Continued tour of the medication storage units revealed the third floor wall storage bin which serviced the 300 hall was found to contain a 25 milligram tablet of Metoprolol (anti hypertension medication) as well as a two ten milliEquivalent tabs of potassium chloride (mineral supplement). Both of these medications were available through the automated medication dispensing system and should not be stored in the wall bin medication storage areas according to the Director of Pharmacy. The Director of Pharmacy further verbalized the antihypertensive medication was stopped by the physician on 07/07/12. The Director of Pharmacy verbalized the automated medication dispensing system was reported as malfunctioning over the weekend but the concerns were resolved on 07/09/12. The pharmacy and nursing staff should have returned to using the automated medication dispensing system effective 07/09/12 and medications available by the automated medication dispensing system should be retrieved through that method. The medications in this wall bin should have been removed.

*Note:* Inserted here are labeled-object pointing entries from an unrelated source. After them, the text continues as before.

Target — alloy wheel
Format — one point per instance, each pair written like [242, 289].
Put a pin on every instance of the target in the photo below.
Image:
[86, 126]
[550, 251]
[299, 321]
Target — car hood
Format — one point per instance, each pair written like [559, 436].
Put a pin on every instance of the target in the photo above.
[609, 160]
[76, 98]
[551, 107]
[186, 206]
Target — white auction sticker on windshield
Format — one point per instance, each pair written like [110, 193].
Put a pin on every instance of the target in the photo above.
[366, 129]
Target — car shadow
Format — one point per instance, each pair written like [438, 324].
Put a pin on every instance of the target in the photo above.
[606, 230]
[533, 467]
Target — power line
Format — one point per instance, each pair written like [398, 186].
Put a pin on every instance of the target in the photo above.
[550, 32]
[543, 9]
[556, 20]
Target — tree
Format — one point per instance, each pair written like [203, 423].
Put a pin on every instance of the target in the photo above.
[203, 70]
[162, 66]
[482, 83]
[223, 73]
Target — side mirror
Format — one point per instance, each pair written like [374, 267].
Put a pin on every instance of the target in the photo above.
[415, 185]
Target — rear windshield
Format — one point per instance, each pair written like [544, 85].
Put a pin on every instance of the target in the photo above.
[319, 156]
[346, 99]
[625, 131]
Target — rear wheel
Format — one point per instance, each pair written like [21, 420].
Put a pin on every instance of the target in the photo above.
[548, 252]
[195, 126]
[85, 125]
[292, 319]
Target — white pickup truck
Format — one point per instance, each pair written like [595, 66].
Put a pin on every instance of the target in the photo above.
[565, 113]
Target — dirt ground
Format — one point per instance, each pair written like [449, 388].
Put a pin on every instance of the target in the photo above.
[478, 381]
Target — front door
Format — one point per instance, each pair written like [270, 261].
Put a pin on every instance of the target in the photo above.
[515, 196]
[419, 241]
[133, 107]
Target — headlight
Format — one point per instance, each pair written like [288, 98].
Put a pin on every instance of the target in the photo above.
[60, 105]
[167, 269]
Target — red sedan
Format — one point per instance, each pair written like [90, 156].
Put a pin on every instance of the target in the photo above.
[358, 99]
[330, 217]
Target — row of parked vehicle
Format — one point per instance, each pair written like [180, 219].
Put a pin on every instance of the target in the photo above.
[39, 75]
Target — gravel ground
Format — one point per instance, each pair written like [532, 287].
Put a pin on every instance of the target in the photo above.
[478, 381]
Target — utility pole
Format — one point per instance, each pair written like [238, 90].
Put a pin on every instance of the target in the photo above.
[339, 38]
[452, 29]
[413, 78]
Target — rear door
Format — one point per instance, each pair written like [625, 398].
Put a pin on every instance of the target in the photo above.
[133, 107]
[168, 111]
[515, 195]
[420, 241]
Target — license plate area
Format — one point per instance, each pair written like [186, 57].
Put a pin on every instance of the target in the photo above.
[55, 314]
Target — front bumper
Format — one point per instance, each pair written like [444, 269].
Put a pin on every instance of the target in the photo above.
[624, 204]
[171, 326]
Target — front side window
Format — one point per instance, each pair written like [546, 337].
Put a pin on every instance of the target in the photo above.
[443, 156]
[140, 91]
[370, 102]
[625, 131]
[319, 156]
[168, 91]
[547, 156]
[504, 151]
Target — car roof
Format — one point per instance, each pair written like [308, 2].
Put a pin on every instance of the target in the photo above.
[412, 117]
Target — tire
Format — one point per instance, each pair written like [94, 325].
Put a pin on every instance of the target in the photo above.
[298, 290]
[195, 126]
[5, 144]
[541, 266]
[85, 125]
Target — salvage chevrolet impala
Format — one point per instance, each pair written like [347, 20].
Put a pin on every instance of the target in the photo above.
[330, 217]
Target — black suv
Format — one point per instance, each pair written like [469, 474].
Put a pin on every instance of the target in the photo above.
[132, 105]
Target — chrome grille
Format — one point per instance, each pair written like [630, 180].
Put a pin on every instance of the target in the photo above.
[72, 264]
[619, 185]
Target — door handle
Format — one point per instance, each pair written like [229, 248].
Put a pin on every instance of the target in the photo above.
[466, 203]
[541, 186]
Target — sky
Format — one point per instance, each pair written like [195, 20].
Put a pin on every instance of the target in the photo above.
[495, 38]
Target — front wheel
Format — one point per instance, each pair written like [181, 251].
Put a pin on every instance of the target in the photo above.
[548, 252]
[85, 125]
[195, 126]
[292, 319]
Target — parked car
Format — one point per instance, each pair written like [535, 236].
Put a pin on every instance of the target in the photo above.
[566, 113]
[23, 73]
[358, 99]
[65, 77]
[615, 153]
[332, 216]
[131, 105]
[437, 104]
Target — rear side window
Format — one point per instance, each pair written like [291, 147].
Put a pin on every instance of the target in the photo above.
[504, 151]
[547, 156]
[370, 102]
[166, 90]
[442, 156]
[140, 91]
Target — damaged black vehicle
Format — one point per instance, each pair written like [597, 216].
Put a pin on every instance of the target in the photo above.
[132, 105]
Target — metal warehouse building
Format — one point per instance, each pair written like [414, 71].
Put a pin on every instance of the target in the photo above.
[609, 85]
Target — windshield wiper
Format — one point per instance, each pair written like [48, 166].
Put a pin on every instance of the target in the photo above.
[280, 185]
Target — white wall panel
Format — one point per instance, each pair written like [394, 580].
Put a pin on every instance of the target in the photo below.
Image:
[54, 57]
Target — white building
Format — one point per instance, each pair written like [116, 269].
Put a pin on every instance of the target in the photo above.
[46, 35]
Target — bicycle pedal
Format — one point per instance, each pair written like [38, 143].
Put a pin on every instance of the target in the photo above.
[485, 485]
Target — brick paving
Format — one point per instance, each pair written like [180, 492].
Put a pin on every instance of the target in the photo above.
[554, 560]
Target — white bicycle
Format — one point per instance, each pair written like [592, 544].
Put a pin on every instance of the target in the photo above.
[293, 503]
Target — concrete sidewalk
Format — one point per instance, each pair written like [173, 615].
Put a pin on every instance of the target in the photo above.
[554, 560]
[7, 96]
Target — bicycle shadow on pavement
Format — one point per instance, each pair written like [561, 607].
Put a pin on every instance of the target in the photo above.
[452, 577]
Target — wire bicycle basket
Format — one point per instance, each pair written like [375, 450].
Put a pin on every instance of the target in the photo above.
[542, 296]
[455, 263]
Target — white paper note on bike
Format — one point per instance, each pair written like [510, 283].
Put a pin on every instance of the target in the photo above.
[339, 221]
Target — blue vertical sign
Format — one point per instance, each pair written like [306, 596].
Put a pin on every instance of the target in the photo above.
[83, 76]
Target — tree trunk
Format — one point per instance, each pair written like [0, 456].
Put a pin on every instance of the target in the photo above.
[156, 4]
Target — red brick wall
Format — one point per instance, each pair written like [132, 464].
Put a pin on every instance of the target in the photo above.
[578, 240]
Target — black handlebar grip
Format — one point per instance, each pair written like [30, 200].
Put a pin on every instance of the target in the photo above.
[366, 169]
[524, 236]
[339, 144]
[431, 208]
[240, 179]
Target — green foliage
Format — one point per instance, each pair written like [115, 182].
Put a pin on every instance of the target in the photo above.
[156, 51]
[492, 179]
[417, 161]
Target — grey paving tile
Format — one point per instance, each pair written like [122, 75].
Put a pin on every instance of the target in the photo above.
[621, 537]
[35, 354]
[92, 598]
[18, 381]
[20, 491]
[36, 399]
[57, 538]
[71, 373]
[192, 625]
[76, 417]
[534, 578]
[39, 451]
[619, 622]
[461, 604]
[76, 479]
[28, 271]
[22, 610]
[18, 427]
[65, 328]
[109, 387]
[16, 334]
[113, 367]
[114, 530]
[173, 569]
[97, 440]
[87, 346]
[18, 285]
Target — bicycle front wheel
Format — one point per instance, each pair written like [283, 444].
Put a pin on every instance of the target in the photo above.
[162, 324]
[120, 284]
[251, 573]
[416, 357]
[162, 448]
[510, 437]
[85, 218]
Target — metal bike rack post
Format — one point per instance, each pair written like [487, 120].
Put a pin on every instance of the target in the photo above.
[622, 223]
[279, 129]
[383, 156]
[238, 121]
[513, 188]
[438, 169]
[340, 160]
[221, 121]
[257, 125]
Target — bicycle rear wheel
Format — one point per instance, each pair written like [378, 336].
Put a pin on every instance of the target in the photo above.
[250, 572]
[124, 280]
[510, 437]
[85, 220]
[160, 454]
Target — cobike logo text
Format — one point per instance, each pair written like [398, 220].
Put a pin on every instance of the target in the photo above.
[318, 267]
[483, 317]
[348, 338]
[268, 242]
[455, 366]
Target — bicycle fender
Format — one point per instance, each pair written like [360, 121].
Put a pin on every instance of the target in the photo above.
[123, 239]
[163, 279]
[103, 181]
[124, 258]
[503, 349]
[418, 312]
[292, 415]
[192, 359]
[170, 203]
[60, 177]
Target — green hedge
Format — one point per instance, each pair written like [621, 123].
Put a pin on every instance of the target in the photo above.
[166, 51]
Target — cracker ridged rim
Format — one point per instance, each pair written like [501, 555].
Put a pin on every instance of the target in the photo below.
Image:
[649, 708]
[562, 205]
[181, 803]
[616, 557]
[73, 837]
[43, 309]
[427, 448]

Tour of the five south floor medication storage areas revealed the medication wall bin to contain a 25 milligram tablet of hydralazine (used to treat hypertension) and a 100 milligram capsule of a commonly used stool softener. The wall bin also contained an unlabeled paper medication administration cup for an unspecified patient which contained a half tablet of hydrochlorothiazide (used to treat hypertension). Interview with the Director of Pharmacy on 07/10/12, at the time of this discovery revealed the hydralazine and stool softener were available in the automated medication dispensing system and should not have been in the wall bin.